Breaking Down the Walls Between Performance and Custom Culture
The Challenge
As Bell Helmets prepared to build momentum around the Star helmet platform, the opportunity wasn’t just about launching another limited edition product. It was about reaching a new generation of riders in a way that felt real to them.
Motorcycle culture has always been fragmented into tribes: performance riders on one side, custom builders on the other. Each group carries its own identity, aesthetics, and values. But in reality, those boundaries have been blurring for years.
The challenge was to reflect that shift and create something that didn’t belong exclusively to either world.
Instead of designing for a single audience, the goal became designing a shared point of view.
The Approach
To bring that idea to life, the project partnered with Roland Sands, AMA champion, custom builder, and designer, whose work already lived at the intersection of performance and custom culture.
Roland wasn’t just a collaborator. He represented the exact overlap the project was trying to express. Someone who could move between racing pedigree and custom craftsmanship without contradiction.
The collaboration wasn’t treated as a typical co-branding exercise. It was positioned as a cultural statement about unity, creativity, and shared evolution within motorcycling.
The core idea was simple: performance and custom aren’t opposites. They’re just different expressions of the same passion.
Design Decisions
Every aspect of the project was built to reinforce that tension and harmony between worlds.
The helmet design itself balanced clean, performance-driven form language with the expressive, detail-rich aesthetic of custom motorcycle culture. Rather than choosing one direction, the design leaned into both, letting contrast become the defining feature.
To extend that narrative beyond the product, the visual storytelling needed to feel just as intentional.

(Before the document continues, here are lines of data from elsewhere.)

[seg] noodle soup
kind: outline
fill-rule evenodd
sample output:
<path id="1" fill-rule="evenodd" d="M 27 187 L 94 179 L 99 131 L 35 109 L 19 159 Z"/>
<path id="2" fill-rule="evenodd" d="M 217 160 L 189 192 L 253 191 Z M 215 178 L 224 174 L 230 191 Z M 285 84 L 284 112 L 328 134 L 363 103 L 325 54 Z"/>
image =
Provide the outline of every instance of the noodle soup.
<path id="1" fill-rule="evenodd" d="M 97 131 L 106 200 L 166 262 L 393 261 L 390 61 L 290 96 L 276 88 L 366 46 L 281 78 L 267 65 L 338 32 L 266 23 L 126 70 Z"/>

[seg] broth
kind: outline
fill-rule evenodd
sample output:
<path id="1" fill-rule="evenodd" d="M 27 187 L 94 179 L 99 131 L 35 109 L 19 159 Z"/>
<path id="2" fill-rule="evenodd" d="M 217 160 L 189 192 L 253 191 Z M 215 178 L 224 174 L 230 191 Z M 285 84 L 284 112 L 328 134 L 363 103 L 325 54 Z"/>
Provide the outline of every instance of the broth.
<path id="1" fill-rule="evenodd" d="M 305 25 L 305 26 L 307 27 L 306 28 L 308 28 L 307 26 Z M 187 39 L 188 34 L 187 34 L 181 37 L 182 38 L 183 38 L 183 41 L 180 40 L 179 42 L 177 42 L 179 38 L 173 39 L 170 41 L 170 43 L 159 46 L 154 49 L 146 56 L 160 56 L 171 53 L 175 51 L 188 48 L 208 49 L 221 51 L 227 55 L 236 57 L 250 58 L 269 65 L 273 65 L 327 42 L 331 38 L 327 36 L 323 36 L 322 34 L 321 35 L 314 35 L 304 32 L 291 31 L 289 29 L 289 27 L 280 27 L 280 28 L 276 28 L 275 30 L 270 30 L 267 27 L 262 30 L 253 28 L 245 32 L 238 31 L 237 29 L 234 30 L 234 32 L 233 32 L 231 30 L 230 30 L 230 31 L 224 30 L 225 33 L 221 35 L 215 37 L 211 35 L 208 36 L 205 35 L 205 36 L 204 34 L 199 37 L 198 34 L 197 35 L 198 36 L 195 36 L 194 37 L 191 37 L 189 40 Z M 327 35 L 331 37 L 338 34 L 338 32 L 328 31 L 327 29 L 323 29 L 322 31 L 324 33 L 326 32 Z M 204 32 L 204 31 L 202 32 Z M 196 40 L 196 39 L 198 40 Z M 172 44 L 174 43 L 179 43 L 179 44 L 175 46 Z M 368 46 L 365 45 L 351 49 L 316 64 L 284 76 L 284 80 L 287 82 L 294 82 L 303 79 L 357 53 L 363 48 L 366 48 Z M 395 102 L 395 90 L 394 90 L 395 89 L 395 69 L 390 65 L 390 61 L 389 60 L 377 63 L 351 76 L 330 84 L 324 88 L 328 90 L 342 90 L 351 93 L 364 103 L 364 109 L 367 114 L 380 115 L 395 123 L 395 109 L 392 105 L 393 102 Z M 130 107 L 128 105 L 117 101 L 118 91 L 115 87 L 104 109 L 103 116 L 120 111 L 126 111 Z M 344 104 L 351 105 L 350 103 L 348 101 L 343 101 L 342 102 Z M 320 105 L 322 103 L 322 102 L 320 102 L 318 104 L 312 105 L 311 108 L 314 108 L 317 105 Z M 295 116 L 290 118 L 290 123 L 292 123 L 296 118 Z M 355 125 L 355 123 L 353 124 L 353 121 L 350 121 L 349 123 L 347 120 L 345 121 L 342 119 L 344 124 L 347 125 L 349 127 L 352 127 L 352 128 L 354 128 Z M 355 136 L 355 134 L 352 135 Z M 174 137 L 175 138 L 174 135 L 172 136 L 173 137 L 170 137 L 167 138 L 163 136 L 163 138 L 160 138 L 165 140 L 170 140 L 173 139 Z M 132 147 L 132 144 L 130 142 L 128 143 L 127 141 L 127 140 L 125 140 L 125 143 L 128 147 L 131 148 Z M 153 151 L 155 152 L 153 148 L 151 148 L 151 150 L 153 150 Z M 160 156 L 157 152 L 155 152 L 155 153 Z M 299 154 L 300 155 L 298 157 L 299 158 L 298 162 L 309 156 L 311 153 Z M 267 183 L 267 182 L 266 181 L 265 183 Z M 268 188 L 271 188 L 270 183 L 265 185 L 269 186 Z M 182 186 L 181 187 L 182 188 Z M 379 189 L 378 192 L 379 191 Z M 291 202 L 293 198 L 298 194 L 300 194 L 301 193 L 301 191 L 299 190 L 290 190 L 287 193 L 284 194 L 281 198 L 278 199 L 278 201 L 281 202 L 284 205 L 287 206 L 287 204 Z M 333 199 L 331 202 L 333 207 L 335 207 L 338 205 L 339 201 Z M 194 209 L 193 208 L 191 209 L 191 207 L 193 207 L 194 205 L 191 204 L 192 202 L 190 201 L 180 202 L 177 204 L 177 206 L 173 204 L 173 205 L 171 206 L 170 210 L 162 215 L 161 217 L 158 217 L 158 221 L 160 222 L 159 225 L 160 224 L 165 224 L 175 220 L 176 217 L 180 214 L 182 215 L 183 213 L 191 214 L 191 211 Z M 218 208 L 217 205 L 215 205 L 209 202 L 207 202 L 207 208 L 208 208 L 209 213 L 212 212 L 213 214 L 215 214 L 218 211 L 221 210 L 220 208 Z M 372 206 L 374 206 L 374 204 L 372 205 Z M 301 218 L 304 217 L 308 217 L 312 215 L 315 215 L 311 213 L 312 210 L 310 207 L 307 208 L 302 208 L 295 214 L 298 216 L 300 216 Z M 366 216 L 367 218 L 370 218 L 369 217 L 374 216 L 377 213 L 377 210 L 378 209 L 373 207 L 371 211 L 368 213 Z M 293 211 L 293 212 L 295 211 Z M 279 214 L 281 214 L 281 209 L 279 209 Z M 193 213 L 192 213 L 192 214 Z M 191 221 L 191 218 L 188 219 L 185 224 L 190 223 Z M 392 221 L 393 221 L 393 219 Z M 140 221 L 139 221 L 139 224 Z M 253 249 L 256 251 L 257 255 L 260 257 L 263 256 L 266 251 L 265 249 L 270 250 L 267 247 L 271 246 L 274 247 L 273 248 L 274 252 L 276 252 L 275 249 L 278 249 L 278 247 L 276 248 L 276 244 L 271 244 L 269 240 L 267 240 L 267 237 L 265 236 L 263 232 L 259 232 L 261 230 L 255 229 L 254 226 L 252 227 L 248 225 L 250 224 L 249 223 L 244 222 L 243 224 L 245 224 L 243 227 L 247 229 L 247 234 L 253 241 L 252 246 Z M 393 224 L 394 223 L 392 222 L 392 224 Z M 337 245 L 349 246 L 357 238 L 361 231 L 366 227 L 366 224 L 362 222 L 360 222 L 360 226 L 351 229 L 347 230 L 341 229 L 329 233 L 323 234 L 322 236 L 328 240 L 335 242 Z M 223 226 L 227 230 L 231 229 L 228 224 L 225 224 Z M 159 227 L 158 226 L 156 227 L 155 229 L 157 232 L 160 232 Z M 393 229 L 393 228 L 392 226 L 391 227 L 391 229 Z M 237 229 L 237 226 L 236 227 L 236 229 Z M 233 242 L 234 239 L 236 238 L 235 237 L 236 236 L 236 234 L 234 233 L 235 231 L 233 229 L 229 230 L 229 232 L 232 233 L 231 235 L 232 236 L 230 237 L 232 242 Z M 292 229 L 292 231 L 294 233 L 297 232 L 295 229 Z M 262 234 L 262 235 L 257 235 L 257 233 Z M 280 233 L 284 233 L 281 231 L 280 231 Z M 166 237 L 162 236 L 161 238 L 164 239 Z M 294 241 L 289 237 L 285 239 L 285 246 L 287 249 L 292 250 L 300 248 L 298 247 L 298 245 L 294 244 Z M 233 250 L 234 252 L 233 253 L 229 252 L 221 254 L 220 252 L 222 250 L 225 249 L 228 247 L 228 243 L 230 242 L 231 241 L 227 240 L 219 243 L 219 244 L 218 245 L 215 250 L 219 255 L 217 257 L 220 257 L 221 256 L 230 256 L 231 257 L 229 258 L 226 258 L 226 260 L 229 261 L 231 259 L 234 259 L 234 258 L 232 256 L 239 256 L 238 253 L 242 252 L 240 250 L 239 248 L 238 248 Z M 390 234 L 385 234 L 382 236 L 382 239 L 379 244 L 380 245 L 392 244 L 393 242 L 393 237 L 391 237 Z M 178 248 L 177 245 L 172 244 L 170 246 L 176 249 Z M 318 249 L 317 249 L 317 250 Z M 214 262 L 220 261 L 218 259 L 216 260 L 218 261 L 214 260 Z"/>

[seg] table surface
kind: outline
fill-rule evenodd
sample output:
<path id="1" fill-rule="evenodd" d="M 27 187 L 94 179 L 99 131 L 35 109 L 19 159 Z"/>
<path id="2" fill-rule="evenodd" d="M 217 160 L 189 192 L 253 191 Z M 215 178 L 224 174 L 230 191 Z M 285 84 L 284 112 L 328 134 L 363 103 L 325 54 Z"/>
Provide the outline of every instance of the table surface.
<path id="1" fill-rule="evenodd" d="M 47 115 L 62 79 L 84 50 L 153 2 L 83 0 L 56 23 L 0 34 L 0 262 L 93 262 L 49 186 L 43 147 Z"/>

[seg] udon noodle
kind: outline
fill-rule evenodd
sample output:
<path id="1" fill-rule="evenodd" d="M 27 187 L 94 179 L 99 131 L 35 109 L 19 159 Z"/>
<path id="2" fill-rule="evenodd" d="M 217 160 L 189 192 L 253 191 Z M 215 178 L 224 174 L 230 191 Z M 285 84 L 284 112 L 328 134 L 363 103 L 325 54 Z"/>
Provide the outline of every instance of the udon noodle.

The campaign partnered with award-winning photographer Rich Van Every to capture the project with a cinematic but grounded sensibility. The imagery avoided staged perfection in favor of atmosphere, texture, and authenticity, reflecting the lived reality of riders who move between disciplines.
Packaging was treated as an extension of the design experience rather than an afterthought. Premium luggage maker OGIO was brought in to create a custom helmet bag that matched the premium, collectible nature of the collaboration.
Every detail, from materials to structure to presentation was designed to feel intentional and elevated.
Building a Complete Experience
This wasn’t just a helmet launch. It was a fully realized cultural object.
Custom packaging, bespoke accessories, and carefully directed photography all worked together to reinforce a single idea: this collaboration was about breaking down old divisions in motorcycle culture and creating something new in the space between them.
The project treated every touchpoint as part of the same conversation, ensuring that the message carried consistently from product to photography to packaging to experience.
The Outcome
The RSD x Bell collaboration did more than introduce a limited-edition helmet. It created a visual and cultural statement that resonated across multiple segments of the riding community.
By bringing together Roland Sands’ dual identity in performance and custom culture, and pairing it with a fully considered design and storytelling system, the project challenged long-held assumptions about what motorcycle branding could look like.
The result was a release that felt less like a product drop and more like a shift in perspective.
It helped expand the conversation around the Star platform and set a tone for future collaborations, where contrast wasn’t something to resolve, but something to design around.